Humans have remarkable healing abilities. Our bodies can repair tissue, fight infections, and eliminate toxins. These mechanisms, known as “sickness behaviours”, are essential for survival but come at a high cost as immune responses consume a lot of energy and deplete vital nutrients (1). For example: starving bacteria of iron can lead to anaemia; while vomiting and diarrhoea wastes vital fluids and food.
To manage these costs, humans (and many animals) have developed a cognitive system called the Gubernator Medicatrix, nicknamed the health governor (2). This system performs a cost-benefit analysis of self-healing, considering current dangers and future prospects, and uses environmental cues to decide whether activating health defences is worth the expense (3).
For instance, have you ever found that your cold lasts longer in the winter? This is possibly because your health governor, shaped by evolution, deems it safer to conserve resources during this season (4). Whereas, when your health governor senses longer days and predicts the arrival of spring (and, consequently, greater availability of food), it then allows a stronger immune response.

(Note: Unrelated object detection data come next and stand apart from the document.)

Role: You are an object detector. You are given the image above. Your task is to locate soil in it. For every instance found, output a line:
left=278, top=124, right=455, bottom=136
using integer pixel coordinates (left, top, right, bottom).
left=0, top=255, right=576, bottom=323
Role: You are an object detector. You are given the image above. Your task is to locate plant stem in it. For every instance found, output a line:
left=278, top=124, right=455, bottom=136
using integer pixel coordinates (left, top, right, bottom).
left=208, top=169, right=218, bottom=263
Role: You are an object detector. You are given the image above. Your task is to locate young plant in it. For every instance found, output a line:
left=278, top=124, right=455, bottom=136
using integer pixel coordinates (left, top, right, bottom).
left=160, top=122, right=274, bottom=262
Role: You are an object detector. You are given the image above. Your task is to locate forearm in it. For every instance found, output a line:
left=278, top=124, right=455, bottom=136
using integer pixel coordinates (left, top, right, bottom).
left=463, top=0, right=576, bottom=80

Enter the placebo effect. The placebo effect is often dismissed as being “all in the mind,” suggesting that people only think they feel better when they don’t. Many believe that placebos are essentially useless, serving merely as psychological tricks, but the reality is quite different. We now know that ‘fake medical treatments’ (placebos), although useless in themselves, could create the illusion of a better prognosis. The expectation of a positive outcome induces the health governor to improve its forecast and activate the body’s healing mechanisms.
So, the next time you dismiss the idea of a placebo or hear about a seemingly ridiculous treatment, like baked beans curing cancer, remember that while the treatment itself may not have any direct healing properties, the belief in it can trigger the brain’s healing potential. Support your friends, family or those in your care by creating an environment where healing can occur, as there is power in the placebo.
1 Humphrey, N., & Skoyles, J. (2012). The evolutionary psychology of healing: a human success story. Current Biology, 22(17), R695-R698.
2 Humphrey, N. (2002). Great expectations: The evolutionary psychology of faith healing and the placebo effect. In Psychology at the Turn of the Millennium, Volume 2 (pp. 241-259). Psychology Press.
3 Noakes, T. D., Peltonen, J. E., & Rusko, H. K. (2001). Evidence that a central governor regulates exercise performance during acute hypoxia and hyperoxia. Journal of Experimental Biology, 204(18), 3225-3234.
4 Bilbo, S. D., Drazen, D. L., Quan, N., He, L., & Nelson, R. J. (2002). Short day lengths attenuate the symptoms of infection in Siberian hamsters. Proceedings of the Royal Society of London. Series B: Biological Sciences, 269(1490), 447-454.